RETFound-Green - a high performance retinal image foundation model trained with half-the-data and 400 times less compute

🚧 Under construction: At present, this repo contains the RETFound-Green model weights and basic instructions for usage. We're currently cleaning up and documenting the code for training and evaluation. Email us if you encounter any issues or would like a preview version.

Basic useage

To load RETFound-Green, you need to install a recent version of pytorch (we used 2.2) and timm (we used 0.9.12), and download the model weights shared as "release" on this GitHub repo (sidebar on the right, or click this link).

You can then simply load the model like this:

import timm
import torch

rfg = timm.create_model('vit_small_patch14_reg4_dinov2',
                        img_size=(392, 392), num_classes=0).eval()
rfg_weights = torch.load('retfoundgreen_statedict.pth')
rfg.load_state_dict(rfg_weights)

No additional custom code is needed. You do not need to clone this GitHub repo to use RETFound-Green.

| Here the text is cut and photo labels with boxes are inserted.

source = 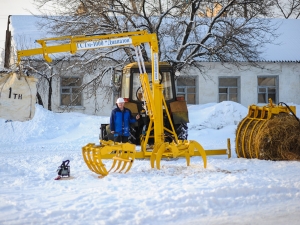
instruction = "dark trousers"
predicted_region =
[114,136,128,143]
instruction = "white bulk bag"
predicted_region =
[0,73,37,121]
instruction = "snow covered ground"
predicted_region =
[0,102,300,225]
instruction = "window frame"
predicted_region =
[218,76,241,103]
[59,76,83,108]
[256,75,279,104]
[175,76,199,105]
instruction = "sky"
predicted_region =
[0,0,38,65]
[0,102,300,225]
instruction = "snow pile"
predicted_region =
[0,105,109,144]
[189,101,248,130]
[0,102,300,225]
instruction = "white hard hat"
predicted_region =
[116,98,125,103]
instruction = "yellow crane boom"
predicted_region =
[17,31,230,176]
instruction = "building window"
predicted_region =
[60,77,82,106]
[176,77,196,104]
[257,76,278,104]
[219,77,240,102]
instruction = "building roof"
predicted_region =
[11,15,300,62]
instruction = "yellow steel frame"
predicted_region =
[235,99,296,158]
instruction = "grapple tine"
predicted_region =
[82,141,136,177]
[114,159,122,172]
[118,161,128,173]
[108,159,117,172]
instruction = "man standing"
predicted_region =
[110,98,140,143]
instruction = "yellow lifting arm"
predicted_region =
[17,30,158,64]
[17,31,226,176]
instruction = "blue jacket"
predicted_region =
[110,107,136,137]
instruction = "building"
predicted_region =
[2,16,300,116]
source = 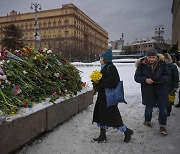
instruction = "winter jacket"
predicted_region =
[134,57,170,107]
[93,62,123,127]
[164,53,179,94]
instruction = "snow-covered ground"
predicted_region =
[17,63,180,154]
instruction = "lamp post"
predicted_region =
[155,25,164,51]
[31,3,41,49]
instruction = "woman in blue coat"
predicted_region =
[134,49,170,135]
[93,49,133,143]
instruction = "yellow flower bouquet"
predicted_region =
[90,70,102,95]
[90,70,102,82]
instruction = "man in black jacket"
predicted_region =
[134,49,170,135]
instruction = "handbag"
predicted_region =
[105,65,127,107]
[105,81,127,107]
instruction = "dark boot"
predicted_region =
[175,103,180,108]
[124,128,133,143]
[93,129,106,143]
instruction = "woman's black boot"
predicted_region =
[93,129,106,143]
[124,128,133,143]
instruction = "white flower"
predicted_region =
[43,48,47,52]
[0,75,7,80]
[0,60,5,65]
[45,65,48,69]
[23,70,28,74]
[54,73,59,78]
[47,50,52,54]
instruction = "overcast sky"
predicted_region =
[0,0,172,43]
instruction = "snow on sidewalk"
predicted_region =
[17,64,180,154]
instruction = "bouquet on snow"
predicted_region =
[0,47,82,115]
[90,70,102,95]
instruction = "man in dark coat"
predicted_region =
[134,49,170,135]
[93,50,133,143]
[164,53,179,116]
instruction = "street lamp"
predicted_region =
[155,25,164,51]
[122,33,124,51]
[31,3,41,49]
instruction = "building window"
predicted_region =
[48,21,51,27]
[53,20,56,26]
[58,20,61,26]
[43,22,47,28]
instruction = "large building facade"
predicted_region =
[171,0,180,51]
[0,4,108,59]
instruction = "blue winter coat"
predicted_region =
[134,57,170,107]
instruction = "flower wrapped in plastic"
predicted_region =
[90,70,102,95]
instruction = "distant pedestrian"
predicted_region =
[164,53,179,116]
[93,49,133,143]
[134,49,170,135]
[175,55,180,108]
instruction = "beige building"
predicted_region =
[0,4,108,59]
[124,38,170,54]
[171,0,180,51]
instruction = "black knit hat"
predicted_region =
[146,49,157,56]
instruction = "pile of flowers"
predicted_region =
[0,47,83,115]
[90,70,102,95]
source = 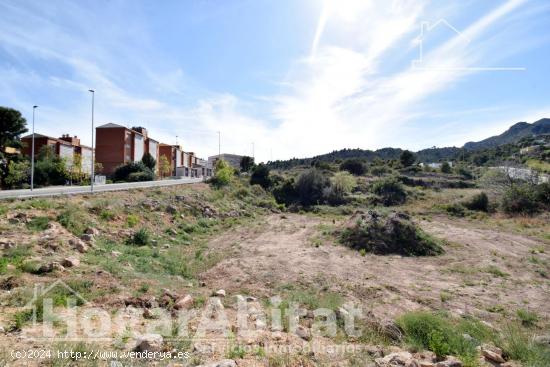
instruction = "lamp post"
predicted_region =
[88,89,95,192]
[31,106,38,191]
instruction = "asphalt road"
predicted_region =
[0,178,203,200]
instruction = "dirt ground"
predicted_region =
[202,214,550,321]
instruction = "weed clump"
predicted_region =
[340,210,444,256]
[371,177,407,206]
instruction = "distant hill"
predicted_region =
[269,118,550,169]
[464,118,550,150]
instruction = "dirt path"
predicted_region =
[203,214,550,320]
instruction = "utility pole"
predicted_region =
[88,89,95,192]
[31,106,38,191]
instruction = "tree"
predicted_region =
[0,107,28,153]
[4,160,31,189]
[141,152,157,171]
[241,156,254,172]
[340,158,367,176]
[159,155,172,178]
[250,163,271,189]
[212,159,235,187]
[399,150,416,167]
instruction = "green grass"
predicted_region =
[397,311,494,367]
[500,323,550,367]
[483,265,510,278]
[57,205,90,236]
[27,217,50,232]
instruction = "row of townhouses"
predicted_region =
[22,123,212,177]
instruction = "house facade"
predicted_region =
[96,123,160,175]
[21,133,93,175]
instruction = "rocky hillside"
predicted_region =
[464,118,550,150]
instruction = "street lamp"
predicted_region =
[88,89,95,192]
[31,106,38,191]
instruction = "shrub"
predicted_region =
[441,162,451,173]
[443,203,466,217]
[27,217,50,231]
[210,159,235,187]
[372,177,407,206]
[113,162,155,182]
[250,163,271,189]
[397,311,493,367]
[128,228,151,246]
[500,184,539,214]
[326,172,357,205]
[141,152,157,172]
[240,156,254,172]
[340,158,367,176]
[462,192,489,212]
[296,168,330,206]
[516,309,539,327]
[399,150,416,167]
[340,211,443,256]
[57,206,88,236]
[273,178,298,205]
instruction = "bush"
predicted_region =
[399,150,416,167]
[128,228,151,246]
[296,168,330,206]
[372,177,407,206]
[250,163,271,190]
[441,162,451,173]
[462,192,489,212]
[272,178,298,205]
[57,206,89,236]
[326,172,357,205]
[340,158,367,176]
[340,211,443,256]
[210,159,235,187]
[500,184,539,214]
[141,152,157,172]
[397,311,493,366]
[113,162,155,182]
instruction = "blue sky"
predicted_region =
[0,0,550,160]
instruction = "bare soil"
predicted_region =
[202,214,550,321]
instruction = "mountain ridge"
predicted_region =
[269,118,550,168]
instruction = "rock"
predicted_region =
[0,238,15,250]
[162,288,179,301]
[481,344,506,363]
[295,325,311,340]
[0,276,23,291]
[174,294,194,310]
[69,239,88,253]
[434,356,462,367]
[197,359,237,367]
[380,351,414,367]
[84,227,99,236]
[134,334,163,352]
[166,205,178,214]
[61,256,80,268]
[533,335,550,345]
[80,233,94,242]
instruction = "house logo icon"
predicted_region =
[411,19,526,71]
[23,279,88,325]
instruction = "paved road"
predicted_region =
[0,178,203,200]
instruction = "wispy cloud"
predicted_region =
[0,0,544,160]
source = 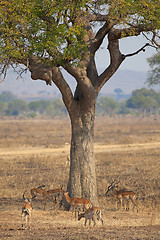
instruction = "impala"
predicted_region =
[31,185,52,210]
[21,191,32,229]
[64,192,92,218]
[47,186,64,204]
[105,180,137,210]
[78,206,103,226]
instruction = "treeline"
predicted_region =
[0,88,160,117]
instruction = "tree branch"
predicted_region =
[123,43,152,58]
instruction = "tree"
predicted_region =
[0,0,160,204]
[147,52,160,85]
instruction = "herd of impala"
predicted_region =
[22,180,137,229]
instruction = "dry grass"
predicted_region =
[0,118,160,240]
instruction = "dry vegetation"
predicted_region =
[0,117,160,240]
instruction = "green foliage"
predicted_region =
[147,52,160,86]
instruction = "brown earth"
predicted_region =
[0,117,160,240]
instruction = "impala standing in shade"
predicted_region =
[105,180,137,210]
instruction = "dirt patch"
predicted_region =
[0,118,160,240]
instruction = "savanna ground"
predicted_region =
[0,117,160,240]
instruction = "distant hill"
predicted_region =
[0,70,158,100]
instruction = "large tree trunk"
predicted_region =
[68,98,98,204]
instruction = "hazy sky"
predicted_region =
[96,33,156,72]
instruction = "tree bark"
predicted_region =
[68,97,98,205]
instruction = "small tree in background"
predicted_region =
[0,0,160,204]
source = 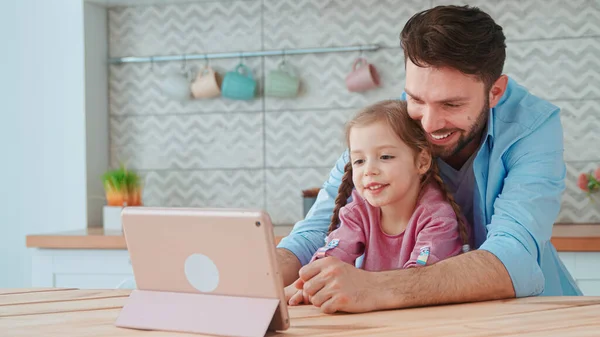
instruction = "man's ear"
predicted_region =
[489,75,508,108]
[417,150,433,175]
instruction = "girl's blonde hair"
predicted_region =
[328,100,469,250]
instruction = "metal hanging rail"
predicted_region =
[108,44,379,63]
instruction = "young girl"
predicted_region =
[288,100,469,305]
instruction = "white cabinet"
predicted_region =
[558,252,600,296]
[32,249,135,289]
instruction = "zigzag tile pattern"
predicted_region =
[143,170,265,209]
[109,58,262,115]
[504,38,600,100]
[266,109,356,168]
[264,0,429,49]
[267,167,331,224]
[553,100,600,161]
[108,1,262,57]
[109,0,600,224]
[110,113,263,170]
[265,48,404,110]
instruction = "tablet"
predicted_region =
[121,207,289,330]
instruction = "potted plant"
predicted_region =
[577,167,600,200]
[102,164,142,231]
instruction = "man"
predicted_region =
[277,6,581,313]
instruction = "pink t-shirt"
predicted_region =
[311,183,462,271]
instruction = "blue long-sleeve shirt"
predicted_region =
[278,79,581,297]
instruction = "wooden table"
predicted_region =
[26,223,600,252]
[0,288,600,337]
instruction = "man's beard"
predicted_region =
[433,99,490,159]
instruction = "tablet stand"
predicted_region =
[115,290,279,337]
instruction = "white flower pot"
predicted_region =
[102,206,123,231]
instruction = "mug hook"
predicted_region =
[281,48,285,65]
[181,55,187,71]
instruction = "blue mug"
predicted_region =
[221,63,256,100]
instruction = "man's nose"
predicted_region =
[421,107,446,133]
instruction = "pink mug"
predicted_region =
[346,57,380,92]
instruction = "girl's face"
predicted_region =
[348,121,430,207]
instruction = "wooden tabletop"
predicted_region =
[26,223,600,252]
[0,288,600,337]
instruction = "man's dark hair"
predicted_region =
[400,6,506,90]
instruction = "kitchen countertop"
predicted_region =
[26,223,600,252]
[0,288,600,337]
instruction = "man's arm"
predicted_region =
[373,250,515,309]
[379,110,566,306]
[277,151,349,286]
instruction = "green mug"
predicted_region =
[221,63,256,100]
[265,62,300,98]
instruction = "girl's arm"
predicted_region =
[311,202,367,265]
[404,213,462,268]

Note that the model uses normalisation constants of 0.5 for all three channel means and standard deviations. Please use the modern torchvision "v2" API and pytorch's read_image function. Your data transformation and inference should look something like this:

import torch
from torchvision.transforms import v2 as T
from torchvision.io import read_image

transforms = T.Compose([T.Resize((392, 392), antialias=True),
                        T.ToDtype(torch.float32, scale=True),
                        T.Normalize((0.5,), (0.5,))])

img = read_image('path/to/your/img.jpg')
img = transforms(img)
# add dummy batch dimension
img = img.unsqueeze(0)
with torch.inference_mode():
    # get model features and remove dummy batch dimension
    features = rfg(img).squeeze()

For faster inference, use a pytorch dataloader for batch inference and use GPU-acceleration if you have a recent nvidia GPU. However, processing images one-by-one on CPU is reasonably fast, too, in our experience.